I've updated to a kind of quasi-anti-foundationalist position. I'm not against finding a strong foundation in principle (and indeed, I think it's a useful project!), but I'm saying that as a matter of fact, we have a lot of uncertainty, and it sure would be nice to have a normative theory which allowed us to account for that (a kind of afoundationalist normative theory -- not anti-foundationalist, but not strictly foundationalist, either). This should still be a strong formal theory, but one which requires weaker assumptions than usual (in much the same way reasoning about the world via probability theory requires weaker assumptions than reasoning about the world via pure logic).

But it seems that we don't even need that. While we will of course need a particular formal theory to start the ascent, we don't need to assume that anything in particular about that theory is correct. We just need to believe that its good enough to converge to the correct interpretation. There are propably quite a few ways to get into this dynamic that have the correct theory as a fixed point. The goal then is to find one where its basin of attraction is especially large or easy to understand.

# Ω 7

New Comment

I'm still vague on how the interpretation actually works. What connects the english sentence "it's raining" to epistemology module's rainfall indicator? Why can't "it's raining" be taken to mean the proposition 2+2=4?

I'm not sure what you don't understand, so I'll explain a few things in that area and hope I hit the right one:

I give sentences their english name in the example to make it understandable. Here are two ways you could give more detail on the example scenario, each of which is consistent:

1. "It's raining" is just the english name for a complicated construct in a database query language, used to be understandable. It's connected to the epistemology module because the machine stores its knowledge in that database.
2. Actually, you are the interpreter and I'm the speaker. In that case, english in the interpreter language, and "It's raining" is literally how you interpret observation1. It's connected to your epistemology modules rainfall indicator... somehow? By your knowledge of english? In that example, observation1 might be "Bunthut sent the string "Es regnet"".

Sentences in interpreter language are connected to the epistemology engine simply by supposition. The interpreter language is how the interpreter internally expresses its beliefs, otherwise it's not the interpreter language.

"It's raining" as a sentece of the interpreter language can't be taken to mean "2+2=4" because the interpreter language doesn't need to be interpreted, the interpreter already understands it. "It's raining" as a string sent by the speaker can be taken to mean "2+2=4". It really depends on the prior - if you start out with a prior thats too wrong, you'll end up with nonesense interpretations.

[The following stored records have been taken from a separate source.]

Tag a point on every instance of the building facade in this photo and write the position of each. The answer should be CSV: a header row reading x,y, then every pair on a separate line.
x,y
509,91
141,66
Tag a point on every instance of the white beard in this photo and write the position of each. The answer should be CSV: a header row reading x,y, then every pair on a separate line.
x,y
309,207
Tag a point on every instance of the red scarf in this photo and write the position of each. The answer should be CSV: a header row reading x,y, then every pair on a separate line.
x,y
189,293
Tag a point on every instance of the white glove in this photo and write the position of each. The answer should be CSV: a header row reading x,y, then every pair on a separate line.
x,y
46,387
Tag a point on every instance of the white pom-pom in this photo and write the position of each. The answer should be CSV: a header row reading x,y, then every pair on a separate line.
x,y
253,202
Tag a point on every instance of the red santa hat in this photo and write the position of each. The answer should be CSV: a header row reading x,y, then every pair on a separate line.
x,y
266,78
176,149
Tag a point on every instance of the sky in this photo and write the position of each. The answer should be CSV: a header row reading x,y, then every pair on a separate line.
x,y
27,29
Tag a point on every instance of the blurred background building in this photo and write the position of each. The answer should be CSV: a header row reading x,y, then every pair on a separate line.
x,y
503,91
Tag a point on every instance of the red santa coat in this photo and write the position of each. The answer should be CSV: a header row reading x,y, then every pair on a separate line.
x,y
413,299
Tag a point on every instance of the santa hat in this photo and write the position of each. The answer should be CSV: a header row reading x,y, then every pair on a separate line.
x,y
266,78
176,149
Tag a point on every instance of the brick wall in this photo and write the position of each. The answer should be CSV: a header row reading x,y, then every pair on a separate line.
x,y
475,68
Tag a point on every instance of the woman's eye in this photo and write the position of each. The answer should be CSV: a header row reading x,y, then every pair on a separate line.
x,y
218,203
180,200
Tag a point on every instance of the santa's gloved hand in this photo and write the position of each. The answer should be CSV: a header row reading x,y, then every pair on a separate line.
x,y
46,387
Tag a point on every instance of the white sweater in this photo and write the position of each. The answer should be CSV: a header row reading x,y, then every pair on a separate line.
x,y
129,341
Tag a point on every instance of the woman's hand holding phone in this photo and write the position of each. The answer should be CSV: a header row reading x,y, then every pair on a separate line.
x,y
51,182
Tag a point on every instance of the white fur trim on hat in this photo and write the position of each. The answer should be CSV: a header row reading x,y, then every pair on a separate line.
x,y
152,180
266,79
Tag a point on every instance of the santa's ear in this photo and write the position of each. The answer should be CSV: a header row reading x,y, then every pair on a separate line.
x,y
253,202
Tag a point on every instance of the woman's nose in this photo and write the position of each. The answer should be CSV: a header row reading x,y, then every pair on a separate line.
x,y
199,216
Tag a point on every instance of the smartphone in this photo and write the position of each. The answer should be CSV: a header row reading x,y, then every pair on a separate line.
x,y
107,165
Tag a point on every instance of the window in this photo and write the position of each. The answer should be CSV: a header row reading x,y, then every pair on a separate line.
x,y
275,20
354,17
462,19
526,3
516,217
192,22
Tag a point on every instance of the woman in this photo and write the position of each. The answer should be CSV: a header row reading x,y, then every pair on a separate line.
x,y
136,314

I don't mean the internal language of the interpreter, I mean the external language, the human literally saying "it's raining." It seems like there's some mystery process that connects observations to hypotheses about what some mysterious other party "really means" - but if this process ever connects the observations to propositions that are always true, it seems like that gets most favored by the update rule, and so "it's raining" (spoken aloud) meaning 2+2=4 (in internal representation) seems like an attractor.

It seems like there's some mystery process that connects observations to hypotheses about what some mysterious other party "really means"

The hypothesis do that. I said

We start out with a prior over hypothesis about meaning. Such a hypothesis generates a propability distribution over all propositions of the form "[Observation] means [propositon]." for each observation (including the possibility that the observation means nothing).